This is a Greasemonkey script to index visited websites with the YaCy P2P search engine. It has the advantage over YaCy's proxy server that it can index pages with cookies, pages which use HTTPS encryption, and (in many cases) pages with query strings, without leaking private data. It can also crawl visited pages with a depth other than 0 (something YaCy's proxy does not support).
First off, if you haven't installed YaCy, you should do that first.
You should also install Greasemonkey in Firefox, or a compatible add-on depending on your browser.
Finally, just view the yacy_indexer.user.js file in GitHub and click the "Raw" link. Greasemonkey should prompt you to install the script.
If you want to use the default settings (crawl depth 1), you're done! Otherwise, see the next section.
If you'd like to customize the settings, perform the Basic Installation above, and then use the Edit User Script feature in your browser. In Firefox, this is Tools -> Greasemonkey -> Manage User Scripts -> YaCyIndexer -> Options -> Edit This User Script.

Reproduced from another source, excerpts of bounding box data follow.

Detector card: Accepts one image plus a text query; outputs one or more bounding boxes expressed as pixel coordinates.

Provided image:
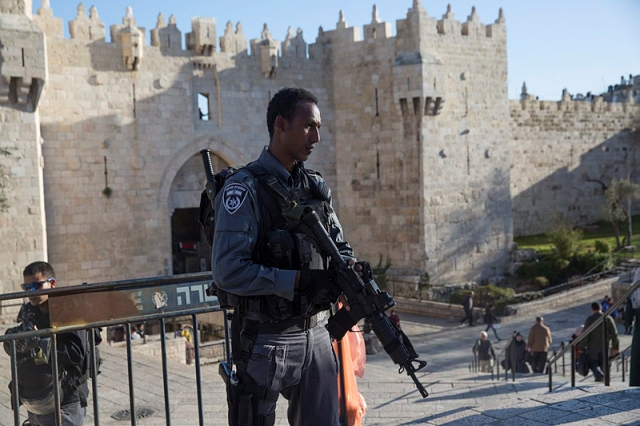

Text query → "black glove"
[353,261,373,283]
[298,268,342,305]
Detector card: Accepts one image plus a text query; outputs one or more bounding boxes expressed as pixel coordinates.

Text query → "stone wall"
[318,2,512,284]
[0,5,48,319]
[509,96,640,235]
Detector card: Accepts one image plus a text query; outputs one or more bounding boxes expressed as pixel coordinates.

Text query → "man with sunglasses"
[4,262,89,426]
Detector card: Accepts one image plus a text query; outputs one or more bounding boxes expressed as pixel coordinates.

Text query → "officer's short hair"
[267,87,318,140]
[22,261,56,278]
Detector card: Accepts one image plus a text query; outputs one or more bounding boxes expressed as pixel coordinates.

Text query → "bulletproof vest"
[218,163,332,322]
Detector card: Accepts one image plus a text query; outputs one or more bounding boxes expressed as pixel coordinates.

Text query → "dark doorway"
[171,208,211,275]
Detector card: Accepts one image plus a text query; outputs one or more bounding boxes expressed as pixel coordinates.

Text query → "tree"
[604,179,640,249]
[0,147,12,213]
[547,219,583,266]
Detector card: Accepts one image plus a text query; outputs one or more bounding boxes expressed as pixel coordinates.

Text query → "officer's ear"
[275,115,287,132]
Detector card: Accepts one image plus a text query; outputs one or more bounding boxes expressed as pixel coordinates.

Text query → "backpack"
[198,167,240,246]
[9,328,102,415]
[61,328,103,407]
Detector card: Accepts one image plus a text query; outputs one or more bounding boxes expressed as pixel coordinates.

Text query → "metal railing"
[612,345,631,383]
[547,281,640,392]
[469,340,498,380]
[0,272,226,426]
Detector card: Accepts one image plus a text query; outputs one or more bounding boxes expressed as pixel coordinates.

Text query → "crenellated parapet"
[487,8,507,40]
[436,4,506,39]
[364,4,391,40]
[282,27,307,59]
[151,13,182,54]
[69,3,105,41]
[111,7,145,71]
[251,24,280,78]
[186,18,217,56]
[510,84,640,119]
[0,2,47,111]
[33,0,64,38]
[462,6,487,37]
[220,21,247,55]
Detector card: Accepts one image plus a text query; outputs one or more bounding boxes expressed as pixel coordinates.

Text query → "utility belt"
[242,311,327,334]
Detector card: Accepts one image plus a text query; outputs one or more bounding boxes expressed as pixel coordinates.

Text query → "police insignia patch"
[222,183,248,214]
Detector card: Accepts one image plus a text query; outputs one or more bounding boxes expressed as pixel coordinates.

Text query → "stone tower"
[0,0,47,313]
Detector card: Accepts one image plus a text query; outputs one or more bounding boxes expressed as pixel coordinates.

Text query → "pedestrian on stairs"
[527,316,552,373]
[484,303,502,342]
[460,291,474,327]
[624,268,640,386]
[472,331,496,373]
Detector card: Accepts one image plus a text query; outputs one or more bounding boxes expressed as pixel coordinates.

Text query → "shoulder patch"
[222,183,249,214]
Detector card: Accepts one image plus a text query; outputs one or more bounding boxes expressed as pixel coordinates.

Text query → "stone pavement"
[0,305,640,426]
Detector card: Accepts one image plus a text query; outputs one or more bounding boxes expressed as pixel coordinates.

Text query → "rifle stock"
[283,204,429,398]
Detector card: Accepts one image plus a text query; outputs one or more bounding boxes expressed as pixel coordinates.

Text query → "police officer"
[211,88,353,426]
[4,262,89,426]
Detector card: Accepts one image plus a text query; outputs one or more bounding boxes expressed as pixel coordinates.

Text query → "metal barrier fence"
[0,272,230,426]
[547,281,640,392]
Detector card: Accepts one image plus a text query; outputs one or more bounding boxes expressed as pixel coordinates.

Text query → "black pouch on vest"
[265,229,295,269]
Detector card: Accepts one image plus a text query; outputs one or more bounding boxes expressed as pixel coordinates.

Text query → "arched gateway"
[158,137,248,274]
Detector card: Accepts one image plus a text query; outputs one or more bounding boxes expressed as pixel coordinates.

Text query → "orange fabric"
[333,326,367,426]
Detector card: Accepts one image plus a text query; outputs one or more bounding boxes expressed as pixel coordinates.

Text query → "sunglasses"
[20,277,55,291]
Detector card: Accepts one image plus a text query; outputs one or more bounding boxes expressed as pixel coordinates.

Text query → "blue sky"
[33,0,640,100]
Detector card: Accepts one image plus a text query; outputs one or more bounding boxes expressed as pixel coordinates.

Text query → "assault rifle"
[4,303,47,365]
[283,203,429,398]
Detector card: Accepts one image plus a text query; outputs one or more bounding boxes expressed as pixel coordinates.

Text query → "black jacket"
[484,308,499,324]
[4,303,89,405]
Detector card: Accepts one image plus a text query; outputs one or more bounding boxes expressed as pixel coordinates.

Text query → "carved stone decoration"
[67,157,82,171]
[251,24,280,78]
[187,18,216,56]
[131,155,144,170]
[120,26,144,71]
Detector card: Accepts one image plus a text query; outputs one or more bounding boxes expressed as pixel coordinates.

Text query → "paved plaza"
[0,304,640,426]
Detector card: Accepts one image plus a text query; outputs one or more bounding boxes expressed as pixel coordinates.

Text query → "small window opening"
[198,93,209,121]
[400,98,408,116]
[413,98,422,116]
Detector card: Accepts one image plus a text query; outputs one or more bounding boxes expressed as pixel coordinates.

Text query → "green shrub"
[575,253,615,274]
[518,259,564,283]
[595,240,611,254]
[547,224,583,260]
[449,289,469,305]
[533,277,549,290]
[473,284,516,306]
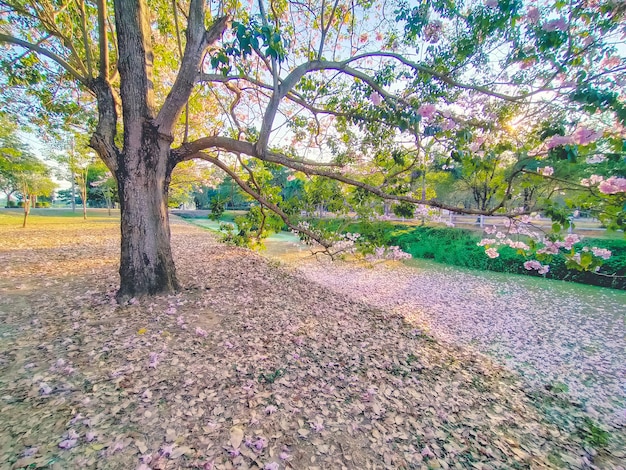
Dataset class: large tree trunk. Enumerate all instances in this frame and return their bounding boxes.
[116,134,179,301]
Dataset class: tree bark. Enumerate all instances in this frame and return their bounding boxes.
[116,131,179,302]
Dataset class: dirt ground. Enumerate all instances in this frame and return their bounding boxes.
[0,214,625,470]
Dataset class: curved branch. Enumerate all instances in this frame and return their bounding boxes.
[0,33,89,87]
[191,152,332,248]
[155,11,230,135]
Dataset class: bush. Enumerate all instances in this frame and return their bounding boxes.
[315,219,626,290]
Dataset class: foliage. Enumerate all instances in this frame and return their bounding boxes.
[0,0,626,295]
[387,225,626,289]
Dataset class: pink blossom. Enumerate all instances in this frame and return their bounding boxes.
[598,176,626,194]
[526,7,540,24]
[422,446,435,458]
[591,246,613,259]
[580,175,604,186]
[310,421,324,432]
[546,135,574,149]
[600,55,622,69]
[541,17,567,32]
[537,264,550,274]
[417,103,437,119]
[423,20,443,44]
[563,233,580,250]
[370,91,383,106]
[524,242,559,255]
[508,240,530,250]
[59,439,78,449]
[485,248,500,258]
[22,447,39,457]
[585,155,606,165]
[524,259,541,271]
[149,352,159,369]
[572,127,604,145]
[253,437,267,451]
[161,444,176,457]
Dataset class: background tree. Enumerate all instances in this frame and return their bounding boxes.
[0,0,626,299]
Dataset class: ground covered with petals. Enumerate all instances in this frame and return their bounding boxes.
[280,253,626,427]
[0,214,624,470]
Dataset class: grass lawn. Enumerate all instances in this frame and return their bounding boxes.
[0,210,624,469]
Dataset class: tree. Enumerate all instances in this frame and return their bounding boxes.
[0,0,626,300]
[6,152,56,227]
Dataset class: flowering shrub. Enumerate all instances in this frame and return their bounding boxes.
[477,216,611,274]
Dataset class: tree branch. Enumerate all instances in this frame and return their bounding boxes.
[0,33,88,86]
[155,9,230,136]
[192,152,332,248]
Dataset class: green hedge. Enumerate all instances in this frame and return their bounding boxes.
[310,220,626,290]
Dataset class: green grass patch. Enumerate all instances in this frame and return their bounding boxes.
[308,219,626,290]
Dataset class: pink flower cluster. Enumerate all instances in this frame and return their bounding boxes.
[591,246,613,259]
[541,17,567,32]
[580,175,604,186]
[417,103,437,119]
[365,246,411,262]
[423,20,443,44]
[546,127,604,149]
[370,91,383,106]
[585,155,606,165]
[598,176,626,194]
[526,7,540,24]
[524,260,550,274]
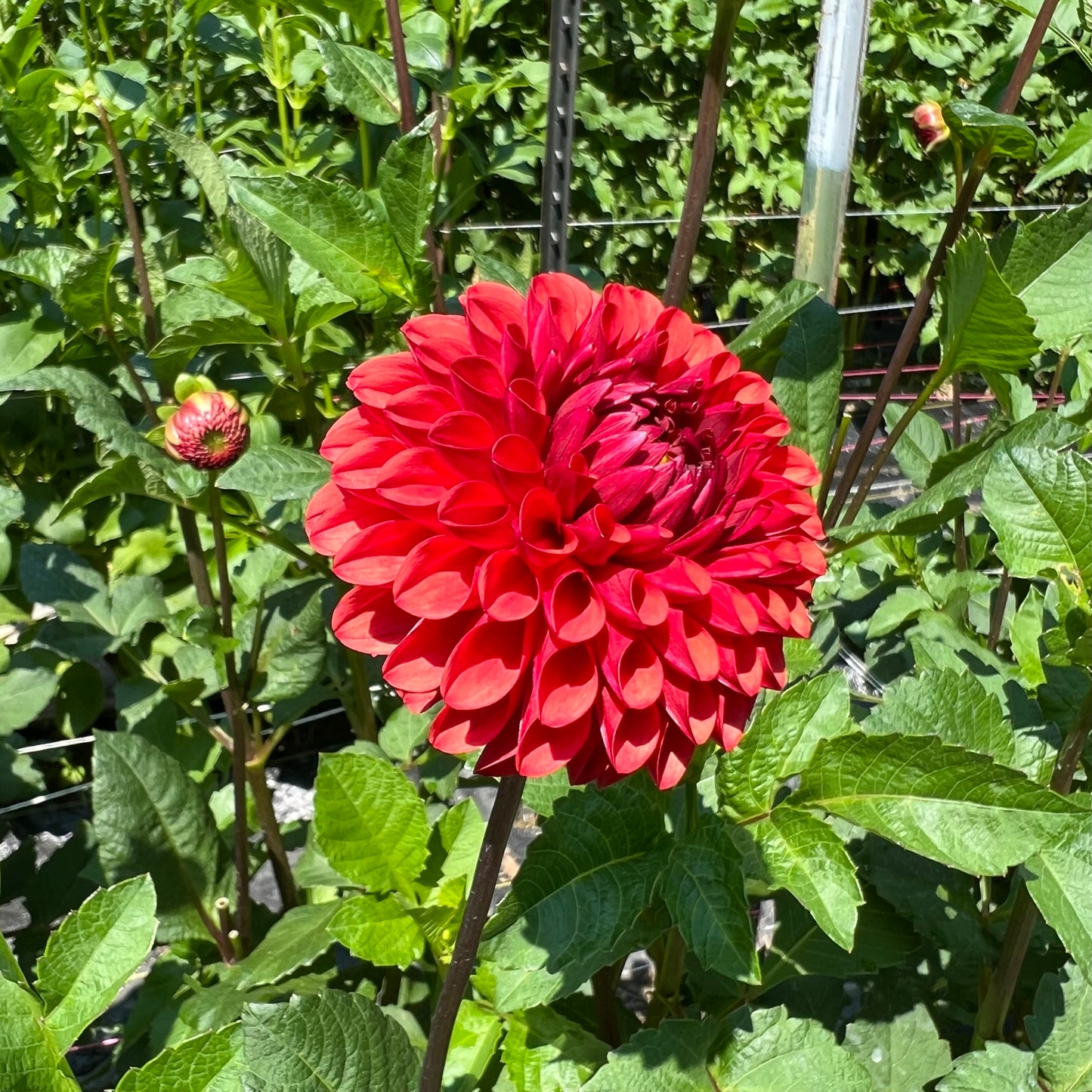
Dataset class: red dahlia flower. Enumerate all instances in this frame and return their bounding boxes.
[162,391,250,471]
[307,274,824,787]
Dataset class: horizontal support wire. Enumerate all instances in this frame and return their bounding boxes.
[440,204,1075,235]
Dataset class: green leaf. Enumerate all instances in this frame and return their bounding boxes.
[0,319,64,380]
[1024,963,1092,1092]
[982,447,1092,587]
[660,818,759,983]
[937,1043,1040,1092]
[441,999,503,1092]
[584,1008,871,1092]
[231,177,407,310]
[319,39,402,125]
[328,894,425,970]
[933,233,1040,383]
[945,99,1035,159]
[790,735,1087,876]
[716,672,853,820]
[843,1004,952,1092]
[729,280,819,368]
[420,800,485,891]
[883,402,948,489]
[1001,201,1092,348]
[37,876,156,1050]
[772,298,843,469]
[0,978,79,1092]
[864,668,1016,766]
[379,705,432,763]
[753,805,865,951]
[1025,110,1092,193]
[0,365,204,497]
[1028,822,1092,967]
[1009,587,1046,687]
[91,732,231,942]
[481,778,665,1008]
[219,444,329,500]
[243,989,420,1092]
[0,667,60,736]
[379,125,436,262]
[500,1008,607,1092]
[230,900,342,989]
[314,753,428,893]
[831,410,1081,545]
[156,125,227,218]
[117,1024,243,1092]
[149,314,277,360]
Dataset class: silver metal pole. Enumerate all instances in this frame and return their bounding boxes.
[794,0,873,304]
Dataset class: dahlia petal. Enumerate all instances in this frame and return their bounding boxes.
[524,273,599,344]
[505,379,550,449]
[402,314,474,383]
[319,407,376,463]
[345,353,428,410]
[437,481,515,549]
[304,481,373,557]
[474,726,520,778]
[491,432,543,503]
[595,466,656,520]
[385,385,462,444]
[544,569,607,645]
[572,505,631,566]
[518,489,577,561]
[428,695,518,754]
[331,436,407,493]
[331,587,417,656]
[478,550,540,621]
[331,520,430,586]
[515,712,592,778]
[648,557,713,603]
[648,724,694,788]
[602,692,664,775]
[451,356,506,418]
[400,690,440,713]
[376,447,459,510]
[393,535,481,618]
[383,611,474,694]
[428,410,496,478]
[538,645,599,729]
[440,619,531,709]
[618,638,664,709]
[459,280,526,359]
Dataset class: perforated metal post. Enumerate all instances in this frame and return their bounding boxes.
[538,0,581,273]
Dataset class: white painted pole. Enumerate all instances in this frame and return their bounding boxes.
[794,0,871,304]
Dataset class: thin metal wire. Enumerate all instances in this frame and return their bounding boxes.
[440,204,1075,235]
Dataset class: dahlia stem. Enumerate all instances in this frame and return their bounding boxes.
[95,103,159,348]
[209,475,250,951]
[664,0,743,307]
[418,775,526,1092]
[385,0,447,314]
[971,690,1092,1050]
[825,0,1058,527]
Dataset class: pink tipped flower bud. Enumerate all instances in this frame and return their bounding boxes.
[911,98,950,152]
[162,391,250,471]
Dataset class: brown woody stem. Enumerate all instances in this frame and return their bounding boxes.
[209,478,250,952]
[825,0,1058,527]
[972,690,1092,1050]
[418,775,526,1092]
[664,0,743,307]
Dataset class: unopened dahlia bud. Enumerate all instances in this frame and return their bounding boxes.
[162,391,250,471]
[911,98,950,152]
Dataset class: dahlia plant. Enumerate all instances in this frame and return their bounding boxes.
[307,273,824,788]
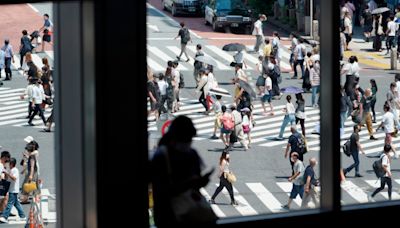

The following settings are customizable:
###var paramYaCyLocation = 'http://localhost:8090'; If your YaCy installation is on a different host or port from the default, change this setting.
###var paramEnableQueryString = false; Set this to true if you wish to index pages with a query string (something after a question mark in the URL). Note that this is a potential privacy leak. The default setting (false) will remove the query string before indexing pages to protect your privacy.
###var paramDepth = 1; This is the crawl depth for each page you visit. 0 will only index the visited page. Higher values will index deeper but use exponentially more bandwidth.
###var paramAgeNum = 7; and var paramAgeUnit = 'day'; These control how frequently YaCy will re-index content which was previously indexed.
###Other settings The other YaCy API arguments can be changed too, if you've read the YaCy API documentation.